According to Wally Adeyemo, deputy secretary of the Treasury, the Federal Reserve's record-breaking amount of emergency loans to banks this week were crucial in containing withdrawals from small and mid-sized U.S. institutions.

Although they helped restrict the catastrophe, the effects of the quick moves taken by federal regulators last weekend to stabilize the U.S. banking system were still felt throughout the economy over a week later.

The federal assistance and the $30 billion that 11 banks placed into First Republic Bank have not yet been completely priced into the markets.

to contribute to boosting the system's confidence, he added.
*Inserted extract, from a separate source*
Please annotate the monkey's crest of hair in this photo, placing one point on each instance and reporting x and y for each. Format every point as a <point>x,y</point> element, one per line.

In Trade Algo’s Interview, Adeyemo stated, "Markets will take time to catch up with the steps that have been taken by us and by these banks. And what we've done now is given these institutions time to think about how they arrange their operations moving ahead."

In response to the collapse of Silicon Valley Bank in California and Signature Bank in New York, which occurred last Friday and Sunday, respectively, authorities unveiled some emergency steps to stabilize the country's financial sector.

Customers' deposits at the two bankrupt banks were guaranteed, a new program called the Bank Term Funding Program was established to provide banks with substantial short-term loans, and the "discount window," the Fed's typical overnight bank lending facility, was given more latitude.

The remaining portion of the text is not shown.